The astute reader might stop me here and say, “sure most of us don’t tend to say that Star Wars and/or Batman and/or House of Cards is/are immoral, but maybe we should. Maybe if we probed normative assumptions in level 2 deep enough, we would discover (perhaps to our horror) that our normative foundation of ethics requires us to deem one or more of these stories as immoral, even though our level 1 suggests they are not.” I concede the point, and mention also that this works in reverse: maybe the story we thought to be immoral is, upon deeper reflection in level 2, not immoral at all. This is the risk, after all, of practicing philosophy: we might discover that we were wrong.

Oh look, it’s Job from Arrested Development. Don’t worry friend, it’s all part of the human condition.

To sum up briefly: perhaps we should argue that the mere presence of essential immoral actions in a story render that story immoral, but I’ve never met anyone who makes that argument (or even wants to make that argument.) If normative ethics is about how humans ought to act, it would seem weird to say that a prescriptive normative for ethics is ignored by literally everyone, literally all the time. So, to advance in this whole argument, we’re gonna be making an assumption in saying that stories can have essential immoral actions and still be moral, but I think it’s an assumption worth making. Are you with me? If so, then as a reminder of our conclusion: so long as an essential immoral action is presented by the narrative in such a way that our level 1 and level 2 judgments are reconciled (incest and murder are bad, reflexively and reflectively), or in the case of ambiguous tensions (Batman) at least not in contradiction, the story isn’t de facto immoral. In other words: characters on Game of Thrones do bad things all the time: but we know they’re bad actions, so that doesn’t mean we are immoral for watching the show.


Is Game of Thrones Moral? Accidental Properties Edition

Okay, so remember how at the beginning of the previous section, I said: “Even though it’s essential for a certain character to lose his head, so to speak, do we really need to see him literally lose his head”? We haven’t answered the question of whether accidental properties (just how much is shown in that beheading, for example) can render a story immoral? And if it can, how much is too much, how far is too far? We will need to answer these questions too if we are going to answer the question: is Game of Thrones a moral show?

But here’s the problem with accidental properties: they’re harder to deal with than essential properties. We can agree that for a boxing film to be about boxing, it needs, well, boxing, which is a violent activity. But whose to say how much blood is allowable or how many sound effects of bones crunching or whatever other metric for measuring violence before the otherwise morally permissible scene is rendered immoral?
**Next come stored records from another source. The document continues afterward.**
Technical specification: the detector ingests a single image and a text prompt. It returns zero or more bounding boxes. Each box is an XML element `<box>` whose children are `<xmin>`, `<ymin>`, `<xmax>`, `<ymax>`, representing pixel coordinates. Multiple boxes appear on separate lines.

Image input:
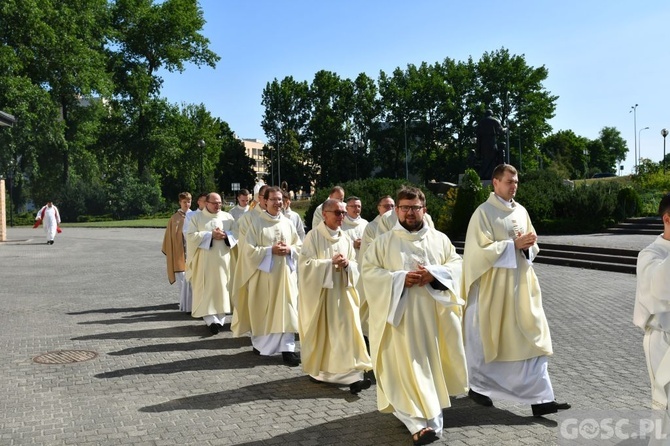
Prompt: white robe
<box><xmin>342</xmin><ymin>215</ymin><xmax>368</xmax><ymax>262</ymax></box>
<box><xmin>633</xmin><ymin>235</ymin><xmax>670</xmax><ymax>444</ymax></box>
<box><xmin>463</xmin><ymin>193</ymin><xmax>554</xmax><ymax>404</ymax></box>
<box><xmin>228</xmin><ymin>204</ymin><xmax>249</xmax><ymax>221</ymax></box>
<box><xmin>35</xmin><ymin>205</ymin><xmax>60</xmax><ymax>241</ymax></box>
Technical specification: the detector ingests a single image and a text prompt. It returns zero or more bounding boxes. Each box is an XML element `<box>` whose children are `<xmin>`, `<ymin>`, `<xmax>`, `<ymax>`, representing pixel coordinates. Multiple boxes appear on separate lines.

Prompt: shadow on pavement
<box><xmin>72</xmin><ymin>323</ymin><xmax>209</xmax><ymax>341</ymax></box>
<box><xmin>108</xmin><ymin>336</ymin><xmax>251</xmax><ymax>356</ymax></box>
<box><xmin>65</xmin><ymin>303</ymin><xmax>179</xmax><ymax>315</ymax></box>
<box><xmin>94</xmin><ymin>350</ymin><xmax>302</xmax><ymax>379</ymax></box>
<box><xmin>139</xmin><ymin>376</ymin><xmax>374</xmax><ymax>412</ymax></box>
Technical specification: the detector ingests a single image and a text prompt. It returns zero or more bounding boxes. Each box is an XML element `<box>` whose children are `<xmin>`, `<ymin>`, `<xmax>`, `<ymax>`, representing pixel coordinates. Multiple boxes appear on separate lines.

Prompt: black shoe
<box><xmin>281</xmin><ymin>352</ymin><xmax>300</xmax><ymax>367</ymax></box>
<box><xmin>468</xmin><ymin>389</ymin><xmax>493</xmax><ymax>407</ymax></box>
<box><xmin>530</xmin><ymin>401</ymin><xmax>572</xmax><ymax>418</ymax></box>
<box><xmin>349</xmin><ymin>378</ymin><xmax>372</xmax><ymax>395</ymax></box>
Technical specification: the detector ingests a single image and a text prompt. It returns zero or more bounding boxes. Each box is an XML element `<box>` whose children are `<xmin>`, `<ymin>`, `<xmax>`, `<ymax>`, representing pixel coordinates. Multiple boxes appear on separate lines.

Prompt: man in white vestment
<box><xmin>633</xmin><ymin>194</ymin><xmax>670</xmax><ymax>445</ymax></box>
<box><xmin>342</xmin><ymin>197</ymin><xmax>368</xmax><ymax>262</ymax></box>
<box><xmin>311</xmin><ymin>186</ymin><xmax>344</xmax><ymax>229</ymax></box>
<box><xmin>179</xmin><ymin>193</ymin><xmax>207</xmax><ymax>313</ymax></box>
<box><xmin>228</xmin><ymin>189</ymin><xmax>250</xmax><ymax>221</ymax></box>
<box><xmin>282</xmin><ymin>191</ymin><xmax>305</xmax><ymax>241</ymax></box>
<box><xmin>298</xmin><ymin>200</ymin><xmax>372</xmax><ymax>394</ymax></box>
<box><xmin>375</xmin><ymin>208</ymin><xmax>435</xmax><ymax>237</ymax></box>
<box><xmin>33</xmin><ymin>201</ymin><xmax>60</xmax><ymax>245</ymax></box>
<box><xmin>186</xmin><ymin>192</ymin><xmax>236</xmax><ymax>335</ymax></box>
<box><xmin>231</xmin><ymin>187</ymin><xmax>302</xmax><ymax>367</ymax></box>
<box><xmin>162</xmin><ymin>192</ymin><xmax>191</xmax><ymax>313</ymax></box>
<box><xmin>362</xmin><ymin>187</ymin><xmax>468</xmax><ymax>444</ymax></box>
<box><xmin>356</xmin><ymin>195</ymin><xmax>395</xmax><ymax>342</ymax></box>
<box><xmin>463</xmin><ymin>164</ymin><xmax>570</xmax><ymax>417</ymax></box>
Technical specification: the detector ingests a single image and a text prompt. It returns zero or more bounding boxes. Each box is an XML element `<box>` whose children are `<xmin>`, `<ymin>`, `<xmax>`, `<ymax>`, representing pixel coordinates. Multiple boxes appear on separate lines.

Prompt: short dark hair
<box><xmin>491</xmin><ymin>163</ymin><xmax>519</xmax><ymax>180</ymax></box>
<box><xmin>658</xmin><ymin>193</ymin><xmax>670</xmax><ymax>217</ymax></box>
<box><xmin>328</xmin><ymin>186</ymin><xmax>344</xmax><ymax>197</ymax></box>
<box><xmin>377</xmin><ymin>195</ymin><xmax>393</xmax><ymax>206</ymax></box>
<box><xmin>258</xmin><ymin>185</ymin><xmax>283</xmax><ymax>200</ymax></box>
<box><xmin>397</xmin><ymin>186</ymin><xmax>426</xmax><ymax>206</ymax></box>
<box><xmin>321</xmin><ymin>198</ymin><xmax>342</xmax><ymax>212</ymax></box>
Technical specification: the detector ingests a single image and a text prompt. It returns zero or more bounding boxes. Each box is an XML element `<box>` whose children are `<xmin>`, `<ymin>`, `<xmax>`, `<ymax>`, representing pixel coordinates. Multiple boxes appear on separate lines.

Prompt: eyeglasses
<box><xmin>398</xmin><ymin>205</ymin><xmax>423</xmax><ymax>212</ymax></box>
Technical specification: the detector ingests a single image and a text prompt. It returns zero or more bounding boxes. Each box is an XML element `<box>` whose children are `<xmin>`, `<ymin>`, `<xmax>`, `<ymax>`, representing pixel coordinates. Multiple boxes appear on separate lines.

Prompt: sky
<box><xmin>159</xmin><ymin>0</ymin><xmax>670</xmax><ymax>174</ymax></box>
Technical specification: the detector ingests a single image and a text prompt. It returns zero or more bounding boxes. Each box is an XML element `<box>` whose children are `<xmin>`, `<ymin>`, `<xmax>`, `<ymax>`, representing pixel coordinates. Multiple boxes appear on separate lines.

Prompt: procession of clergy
<box><xmin>163</xmin><ymin>164</ymin><xmax>570</xmax><ymax>445</ymax></box>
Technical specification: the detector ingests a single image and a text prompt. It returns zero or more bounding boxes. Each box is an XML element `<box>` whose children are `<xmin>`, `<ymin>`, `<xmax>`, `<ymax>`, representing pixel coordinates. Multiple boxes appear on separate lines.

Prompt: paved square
<box><xmin>0</xmin><ymin>228</ymin><xmax>653</xmax><ymax>445</ymax></box>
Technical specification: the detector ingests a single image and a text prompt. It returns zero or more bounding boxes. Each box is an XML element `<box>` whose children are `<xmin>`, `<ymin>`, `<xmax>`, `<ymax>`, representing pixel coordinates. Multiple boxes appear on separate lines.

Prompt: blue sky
<box><xmin>161</xmin><ymin>0</ymin><xmax>670</xmax><ymax>173</ymax></box>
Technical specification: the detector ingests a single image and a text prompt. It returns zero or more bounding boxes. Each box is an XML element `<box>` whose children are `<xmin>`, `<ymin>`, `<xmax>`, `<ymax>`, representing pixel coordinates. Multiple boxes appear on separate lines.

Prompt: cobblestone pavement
<box><xmin>0</xmin><ymin>228</ymin><xmax>653</xmax><ymax>445</ymax></box>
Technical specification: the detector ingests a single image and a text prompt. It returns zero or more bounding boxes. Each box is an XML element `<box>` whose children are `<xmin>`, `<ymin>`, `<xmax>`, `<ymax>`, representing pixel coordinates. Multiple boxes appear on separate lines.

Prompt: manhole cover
<box><xmin>33</xmin><ymin>350</ymin><xmax>98</xmax><ymax>364</ymax></box>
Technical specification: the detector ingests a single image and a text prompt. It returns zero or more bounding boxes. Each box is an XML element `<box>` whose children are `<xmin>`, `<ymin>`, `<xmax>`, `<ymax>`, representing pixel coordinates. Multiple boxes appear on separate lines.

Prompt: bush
<box><xmin>615</xmin><ymin>187</ymin><xmax>642</xmax><ymax>221</ymax></box>
<box><xmin>108</xmin><ymin>168</ymin><xmax>163</xmax><ymax>220</ymax></box>
<box><xmin>445</xmin><ymin>169</ymin><xmax>489</xmax><ymax>238</ymax></box>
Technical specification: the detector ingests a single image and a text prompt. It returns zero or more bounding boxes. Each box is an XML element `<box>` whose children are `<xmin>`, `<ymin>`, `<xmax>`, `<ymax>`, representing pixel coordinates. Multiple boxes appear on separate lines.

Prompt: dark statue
<box><xmin>477</xmin><ymin>110</ymin><xmax>505</xmax><ymax>180</ymax></box>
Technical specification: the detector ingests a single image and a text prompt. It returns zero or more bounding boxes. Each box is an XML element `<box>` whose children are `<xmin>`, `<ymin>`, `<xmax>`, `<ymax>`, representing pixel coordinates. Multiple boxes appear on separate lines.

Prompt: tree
<box><xmin>261</xmin><ymin>76</ymin><xmax>314</xmax><ymax>190</ymax></box>
<box><xmin>476</xmin><ymin>48</ymin><xmax>558</xmax><ymax>173</ymax></box>
<box><xmin>0</xmin><ymin>0</ymin><xmax>111</xmax><ymax>185</ymax></box>
<box><xmin>308</xmin><ymin>70</ymin><xmax>354</xmax><ymax>187</ymax></box>
<box><xmin>216</xmin><ymin>122</ymin><xmax>256</xmax><ymax>198</ymax></box>
<box><xmin>109</xmin><ymin>0</ymin><xmax>220</xmax><ymax>176</ymax></box>
<box><xmin>591</xmin><ymin>127</ymin><xmax>628</xmax><ymax>172</ymax></box>
<box><xmin>540</xmin><ymin>130</ymin><xmax>589</xmax><ymax>178</ymax></box>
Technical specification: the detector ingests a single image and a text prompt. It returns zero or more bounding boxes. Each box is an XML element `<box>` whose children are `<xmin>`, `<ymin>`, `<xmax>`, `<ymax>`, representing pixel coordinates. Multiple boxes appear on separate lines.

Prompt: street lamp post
<box><xmin>198</xmin><ymin>139</ymin><xmax>205</xmax><ymax>193</ymax></box>
<box><xmin>637</xmin><ymin>127</ymin><xmax>649</xmax><ymax>166</ymax></box>
<box><xmin>628</xmin><ymin>104</ymin><xmax>637</xmax><ymax>171</ymax></box>
<box><xmin>661</xmin><ymin>129</ymin><xmax>668</xmax><ymax>175</ymax></box>
<box><xmin>347</xmin><ymin>139</ymin><xmax>364</xmax><ymax>179</ymax></box>
<box><xmin>277</xmin><ymin>133</ymin><xmax>281</xmax><ymax>187</ymax></box>
<box><xmin>7</xmin><ymin>160</ymin><xmax>14</xmax><ymax>228</ymax></box>
<box><xmin>402</xmin><ymin>118</ymin><xmax>409</xmax><ymax>181</ymax></box>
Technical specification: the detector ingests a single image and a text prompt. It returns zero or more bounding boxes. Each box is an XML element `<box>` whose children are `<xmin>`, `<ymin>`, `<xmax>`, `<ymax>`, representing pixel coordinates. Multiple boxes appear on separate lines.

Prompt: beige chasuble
<box><xmin>186</xmin><ymin>209</ymin><xmax>235</xmax><ymax>317</ymax></box>
<box><xmin>362</xmin><ymin>225</ymin><xmax>468</xmax><ymax>419</ymax></box>
<box><xmin>230</xmin><ymin>211</ymin><xmax>302</xmax><ymax>336</ymax></box>
<box><xmin>298</xmin><ymin>222</ymin><xmax>372</xmax><ymax>376</ymax></box>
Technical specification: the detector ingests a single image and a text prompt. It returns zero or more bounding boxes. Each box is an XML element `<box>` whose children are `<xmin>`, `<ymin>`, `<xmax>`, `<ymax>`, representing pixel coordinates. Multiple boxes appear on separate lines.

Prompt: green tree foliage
<box><xmin>540</xmin><ymin>130</ymin><xmax>589</xmax><ymax>178</ymax></box>
<box><xmin>108</xmin><ymin>0</ymin><xmax>220</xmax><ymax>173</ymax></box>
<box><xmin>261</xmin><ymin>76</ymin><xmax>314</xmax><ymax>190</ymax></box>
<box><xmin>305</xmin><ymin>178</ymin><xmax>444</xmax><ymax>232</ymax></box>
<box><xmin>263</xmin><ymin>49</ymin><xmax>557</xmax><ymax>187</ymax></box>
<box><xmin>447</xmin><ymin>169</ymin><xmax>489</xmax><ymax>237</ymax></box>
<box><xmin>0</xmin><ymin>0</ymin><xmax>221</xmax><ymax>219</ymax></box>
<box><xmin>215</xmin><ymin>122</ymin><xmax>256</xmax><ymax>195</ymax></box>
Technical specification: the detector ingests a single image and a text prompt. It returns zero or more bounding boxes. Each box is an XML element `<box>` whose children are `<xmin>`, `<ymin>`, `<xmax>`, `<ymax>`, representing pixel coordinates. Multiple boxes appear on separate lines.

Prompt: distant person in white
<box><xmin>228</xmin><ymin>189</ymin><xmax>251</xmax><ymax>221</ymax></box>
<box><xmin>311</xmin><ymin>186</ymin><xmax>344</xmax><ymax>229</ymax></box>
<box><xmin>282</xmin><ymin>191</ymin><xmax>305</xmax><ymax>241</ymax></box>
<box><xmin>633</xmin><ymin>194</ymin><xmax>670</xmax><ymax>445</ymax></box>
<box><xmin>33</xmin><ymin>201</ymin><xmax>60</xmax><ymax>245</ymax></box>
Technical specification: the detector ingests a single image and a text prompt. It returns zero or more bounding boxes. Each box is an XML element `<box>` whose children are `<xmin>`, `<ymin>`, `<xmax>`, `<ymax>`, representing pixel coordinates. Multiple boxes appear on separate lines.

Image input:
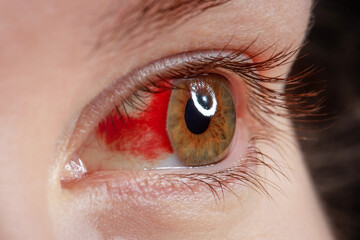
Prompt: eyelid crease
<box><xmin>62</xmin><ymin>44</ymin><xmax>318</xmax><ymax>200</ymax></box>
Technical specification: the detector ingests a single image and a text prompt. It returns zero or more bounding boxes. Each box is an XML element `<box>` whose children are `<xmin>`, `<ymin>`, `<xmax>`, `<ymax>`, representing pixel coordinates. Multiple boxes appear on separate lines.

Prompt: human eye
<box><xmin>56</xmin><ymin>48</ymin><xmax>312</xmax><ymax>198</ymax></box>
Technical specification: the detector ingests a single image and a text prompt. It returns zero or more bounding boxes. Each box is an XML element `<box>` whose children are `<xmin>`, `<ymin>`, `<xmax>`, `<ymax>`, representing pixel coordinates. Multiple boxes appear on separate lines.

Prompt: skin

And suppose that there’s just one scene of boxing that “goes too far,” does that mean the whole film is immoral or would there have to be a certain number of such infractions first? We introduced this same problem, by the way, as a caveat in the last section. But I think it’s a more pronounced problem in our human experience of accidentals which the boxing film example will illustrate: suppose you find profanity morally objectionable: how much of it you will tolerate in this boxing film seems to depend on a lot of factors that are all relative to you: how much you like boxing, for instance, or which words you find more offensive than which others, or what amount of profanity you are willing to put up with before you’ll turn the film off. This experience is largely shaped by personal taste, but even more importantly, by your conscience.

Whatever you think about Ned Stark, it’s hard to find a character more true to his conscience than he.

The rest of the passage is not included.